Emily Bronte's Wuthering Heights is probably the best thing I've ever been forced to read. After reading it the compulsory one time in year 11 at high school I immediately set out and bought my own spiffy copy of it so that I may read it again. It goes up there amongst The Catcher in the Rye, The Hitchhikers Guide to the Galaxy and Catch-22 in my favourites of all time list. There's a delicate interplay of opposing forces in this book that I really love. Love and revenge. Tenderness and brutality. Religion and the supernatural. Sophisticated man and wild nature. At it's very core Wuthering Heights is a gothic romance that goes unrequited and is destined to destroy all those around it. So when I saw the ads on ABC for a television adaptation I immediately stamped it down in my mental diary and waited with curiousity to see how one of my favourite books of all time would be treated.
If you are unfamiliar with the general plot of Wuthering Heights let me fill you in. One day the wealthy owner of an estate called Wuthering Heights goes into town and brings home an orphaned child of possible gypsy decent into his home for adoption for some reason. He calls the boy Heathcliff and raises him as one of his own alongside the initially perplexed biological children Hindley and Catherine. Catherine eventaully warms to the boy and they become really close while Hindley acts like a complete cunt, treating him like a servant or slave.

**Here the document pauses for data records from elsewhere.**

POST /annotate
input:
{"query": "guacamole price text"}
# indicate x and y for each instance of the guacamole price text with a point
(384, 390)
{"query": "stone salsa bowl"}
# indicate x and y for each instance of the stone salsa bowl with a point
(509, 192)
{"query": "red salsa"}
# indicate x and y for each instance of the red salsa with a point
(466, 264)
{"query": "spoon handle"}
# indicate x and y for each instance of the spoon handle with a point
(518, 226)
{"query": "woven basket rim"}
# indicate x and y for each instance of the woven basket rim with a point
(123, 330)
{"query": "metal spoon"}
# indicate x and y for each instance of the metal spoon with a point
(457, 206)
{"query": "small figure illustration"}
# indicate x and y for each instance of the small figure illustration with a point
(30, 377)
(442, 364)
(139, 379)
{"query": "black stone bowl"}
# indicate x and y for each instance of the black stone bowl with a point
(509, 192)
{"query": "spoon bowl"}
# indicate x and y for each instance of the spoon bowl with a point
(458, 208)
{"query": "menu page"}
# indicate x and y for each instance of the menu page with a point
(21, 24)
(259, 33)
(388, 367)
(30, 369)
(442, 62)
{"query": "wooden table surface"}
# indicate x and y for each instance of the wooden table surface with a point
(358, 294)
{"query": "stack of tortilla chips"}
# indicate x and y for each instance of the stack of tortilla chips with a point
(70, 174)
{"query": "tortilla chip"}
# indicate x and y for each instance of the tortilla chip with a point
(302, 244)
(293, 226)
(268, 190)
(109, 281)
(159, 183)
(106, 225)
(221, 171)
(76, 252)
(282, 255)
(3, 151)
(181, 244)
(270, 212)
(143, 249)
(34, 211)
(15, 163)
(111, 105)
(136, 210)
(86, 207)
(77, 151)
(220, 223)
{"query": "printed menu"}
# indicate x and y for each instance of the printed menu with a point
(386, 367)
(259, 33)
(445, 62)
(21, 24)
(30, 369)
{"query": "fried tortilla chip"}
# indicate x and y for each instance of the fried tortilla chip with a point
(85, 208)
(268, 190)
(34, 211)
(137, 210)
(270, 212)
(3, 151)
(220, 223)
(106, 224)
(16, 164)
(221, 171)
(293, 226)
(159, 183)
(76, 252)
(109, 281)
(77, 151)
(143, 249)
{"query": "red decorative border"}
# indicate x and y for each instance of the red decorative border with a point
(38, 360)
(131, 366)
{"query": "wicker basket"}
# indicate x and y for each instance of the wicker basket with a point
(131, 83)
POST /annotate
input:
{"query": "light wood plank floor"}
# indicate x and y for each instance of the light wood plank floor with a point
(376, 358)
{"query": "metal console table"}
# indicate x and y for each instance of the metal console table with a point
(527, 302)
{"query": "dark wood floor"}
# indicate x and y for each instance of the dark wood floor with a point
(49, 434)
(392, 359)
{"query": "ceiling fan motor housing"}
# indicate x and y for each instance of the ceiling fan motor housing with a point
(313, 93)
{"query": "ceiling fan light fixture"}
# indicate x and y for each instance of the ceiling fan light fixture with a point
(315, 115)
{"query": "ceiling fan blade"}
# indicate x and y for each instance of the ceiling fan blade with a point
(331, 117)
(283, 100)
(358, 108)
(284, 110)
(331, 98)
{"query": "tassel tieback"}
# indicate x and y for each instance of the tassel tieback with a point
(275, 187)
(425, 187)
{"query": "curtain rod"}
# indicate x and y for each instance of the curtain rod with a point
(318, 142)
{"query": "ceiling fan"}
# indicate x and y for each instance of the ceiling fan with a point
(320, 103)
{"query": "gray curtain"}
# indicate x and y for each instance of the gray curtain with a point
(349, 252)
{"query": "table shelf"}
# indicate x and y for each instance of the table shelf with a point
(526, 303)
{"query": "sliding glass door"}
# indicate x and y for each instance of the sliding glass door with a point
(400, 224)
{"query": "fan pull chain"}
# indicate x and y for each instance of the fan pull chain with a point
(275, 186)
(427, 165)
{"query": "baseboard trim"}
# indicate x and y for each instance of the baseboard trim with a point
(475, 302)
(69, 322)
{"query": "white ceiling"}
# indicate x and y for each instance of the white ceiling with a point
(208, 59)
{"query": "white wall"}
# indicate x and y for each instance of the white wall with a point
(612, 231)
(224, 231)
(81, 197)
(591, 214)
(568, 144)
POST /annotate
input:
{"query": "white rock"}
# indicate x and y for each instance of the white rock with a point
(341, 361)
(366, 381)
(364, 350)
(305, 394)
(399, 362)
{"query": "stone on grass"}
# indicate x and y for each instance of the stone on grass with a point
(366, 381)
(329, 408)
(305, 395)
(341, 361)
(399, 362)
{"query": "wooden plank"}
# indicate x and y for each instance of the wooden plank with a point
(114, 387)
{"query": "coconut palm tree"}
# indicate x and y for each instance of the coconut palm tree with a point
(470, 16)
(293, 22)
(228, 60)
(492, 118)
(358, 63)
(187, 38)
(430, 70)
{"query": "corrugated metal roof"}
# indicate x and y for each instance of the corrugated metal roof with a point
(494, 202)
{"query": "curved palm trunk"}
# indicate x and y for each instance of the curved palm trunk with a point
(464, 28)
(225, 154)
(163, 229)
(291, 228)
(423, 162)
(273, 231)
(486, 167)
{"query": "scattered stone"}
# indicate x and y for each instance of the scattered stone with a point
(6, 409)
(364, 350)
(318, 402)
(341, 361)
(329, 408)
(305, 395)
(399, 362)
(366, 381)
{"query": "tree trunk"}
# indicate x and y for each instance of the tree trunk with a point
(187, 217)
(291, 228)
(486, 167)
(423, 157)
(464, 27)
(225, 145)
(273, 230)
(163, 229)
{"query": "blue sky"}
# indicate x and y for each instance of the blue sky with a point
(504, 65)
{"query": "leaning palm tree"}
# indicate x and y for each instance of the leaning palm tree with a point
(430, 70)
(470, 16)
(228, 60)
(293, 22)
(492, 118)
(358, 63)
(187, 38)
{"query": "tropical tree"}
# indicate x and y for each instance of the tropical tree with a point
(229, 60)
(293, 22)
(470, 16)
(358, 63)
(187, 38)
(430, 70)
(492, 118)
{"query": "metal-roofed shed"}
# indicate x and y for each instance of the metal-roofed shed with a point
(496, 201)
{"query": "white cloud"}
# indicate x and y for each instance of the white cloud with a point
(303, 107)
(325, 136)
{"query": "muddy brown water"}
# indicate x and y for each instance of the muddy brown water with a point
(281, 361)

Things only get worse years later when their father dies and Hindley inherits the estate, treating Heathcliff in a most cruel manner for winning the affections of his father and sister. So romances and bitter rivalries are set up. More characters are introduced. Misunderstandings and selfish mistakes ensue. Hearts are broken left right and centre and more bitter rivalries are set up. Then finally the tensions are built into a beautiful crecendo of brutal revenge, passion and cruelty. Then the whole thing ends with cousines marrying each other but that's really not important. The narrative itself spans almost 50 years and it can get a bit hard to follow the different characters within the different time periods (the fact that there is a Catherine Earnshaw and a Catherine Linton is particularly confusing). But the plot is pretty solid and well played out even if I do make it sound like an amature drama, Bold and the Beautiful style dog's breakfast.
'But what of the actual production?' I hear you cry out like the well educated and sophisticated fanbase that you are. Well let me first say that I had some very real reservations about this series. Wuthering Heights is a classic in English literature and many attempts have been made in the past to adapt it to either movie or tv. They range from somewhat lacking to an absolutely souless, abomination made by MTV that took the text out of the isolated, turbulent moors of the novel and into a horrible teen drama world with Heathcliff being renamed Heath. But I am happy to say that this adaptation does the original text justice. It knew which angles to take at which points. It knew how to make each and every character so horribly flawed but yet sympathetic and human. It did everything really well. The cast was unfamiliar to me but I'm sure there is some epic bonnet drama enthusiest who'll know who they are but let me tell you that they were spot on. Sure, I had my initial doubts about the actor playing Heathcliff, something about his voice didn't immediately gel. Sure it sounds fussy but Heathcliff is like the most complex and excellent character in the book and if they fucked him up that would be game over in my books. But the man knew what he was doing and I became really immersed in the drama. That said, the first half of the series is definately the weaker of the two. If this adaptation was a disaster movie, the first part would be the annoying character developing stuff at the start where the hero works a dead end job and has 2 kids that his ex-wife won't let him see. Part 2 is the nice beefy intense stuff that I found myself completely drawn into. I came away from the whole production remembering exactly why I loved the book so much and in my eyes if an adaptation makes you do that then it's definately a success.